Individual differences in salience and executive-control networks

  • 1 University of Newcastle, School of Psychology, Australia
  • 2 Priority Research Centre for Translational Neuroscience and Mental Health, Australia

Resting-state functional MRI (rs-fMRI) measures regional changes in low frequency blood oxygen level-dependent (BOLD) signal over time and provides insight into the intrinsic activity of neural networks when not involved in task-specific activation. Connectivity properties of intrinsic networks have been associated with cognitive performance. The current study examines the relationship between individual differences in decision-making abilities and intrinsic network connectivity strength within the executive-control and salience networks. Executive function, working memory and decision-making were characterised in 24 young adults (24+/-6.4y; 16 female). rs-fMRI were acquired using a T2*-weighted echo planar imaging (EPI) sequence (3 mm slice, 60 slices, TR/TE: 3120/21ms, flip angle = 90 º, FOV = 288mm, 96x96 matrix, voxel size = 3x3x3mm, 160 scans/run).
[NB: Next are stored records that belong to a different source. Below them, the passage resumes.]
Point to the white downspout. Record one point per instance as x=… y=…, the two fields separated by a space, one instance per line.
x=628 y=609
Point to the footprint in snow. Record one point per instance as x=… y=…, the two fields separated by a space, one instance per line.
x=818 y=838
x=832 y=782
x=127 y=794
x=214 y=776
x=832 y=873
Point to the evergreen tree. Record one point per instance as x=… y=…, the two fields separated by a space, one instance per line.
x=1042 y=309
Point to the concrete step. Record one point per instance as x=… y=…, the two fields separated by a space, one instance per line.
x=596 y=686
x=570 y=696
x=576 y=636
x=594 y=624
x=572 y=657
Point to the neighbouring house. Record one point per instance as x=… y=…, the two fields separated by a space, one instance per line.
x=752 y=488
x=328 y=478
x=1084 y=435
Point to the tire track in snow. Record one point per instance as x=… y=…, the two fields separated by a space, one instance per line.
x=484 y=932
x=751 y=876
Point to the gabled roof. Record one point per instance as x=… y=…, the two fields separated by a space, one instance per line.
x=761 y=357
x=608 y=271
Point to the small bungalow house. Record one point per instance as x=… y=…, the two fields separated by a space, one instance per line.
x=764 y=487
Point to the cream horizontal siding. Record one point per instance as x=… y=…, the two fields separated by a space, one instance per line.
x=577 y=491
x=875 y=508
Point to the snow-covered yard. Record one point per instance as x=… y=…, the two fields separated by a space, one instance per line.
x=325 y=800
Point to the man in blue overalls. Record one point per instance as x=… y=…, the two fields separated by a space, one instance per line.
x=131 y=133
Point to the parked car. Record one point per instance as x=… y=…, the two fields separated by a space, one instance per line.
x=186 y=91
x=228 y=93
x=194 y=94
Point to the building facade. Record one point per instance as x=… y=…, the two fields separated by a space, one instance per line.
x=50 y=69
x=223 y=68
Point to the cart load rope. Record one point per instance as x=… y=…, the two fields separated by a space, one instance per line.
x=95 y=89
Executive-control and salience network connectivity was derived using seed-based connectivity analysis with seeds in right dorsolateral prefrontal cortex and dorsal anterior cingulate cortex, respectively. Decision-making was measured as deliberation time on the Cambridge Gambling task (i.e. decision-making) and was negatively correlated with connectivity in the salience network but not the executive-control network. Performance on the Trail-Making task was used as a measure of executive functioning and Digit Span - Backwards score as a measure of working memory. Executive functioning scores were positively correlated with variability in executive-control network connectivity. Delayed recall on the Logical Memory test was positively correlated with connectivity in both networks. We conclude that individual differences in executive and working memory capacity are related to differences in executive-control network connectivity whereas decision-making quality is linked with salience network connectivity. These findings support distinct functional properties of these networks.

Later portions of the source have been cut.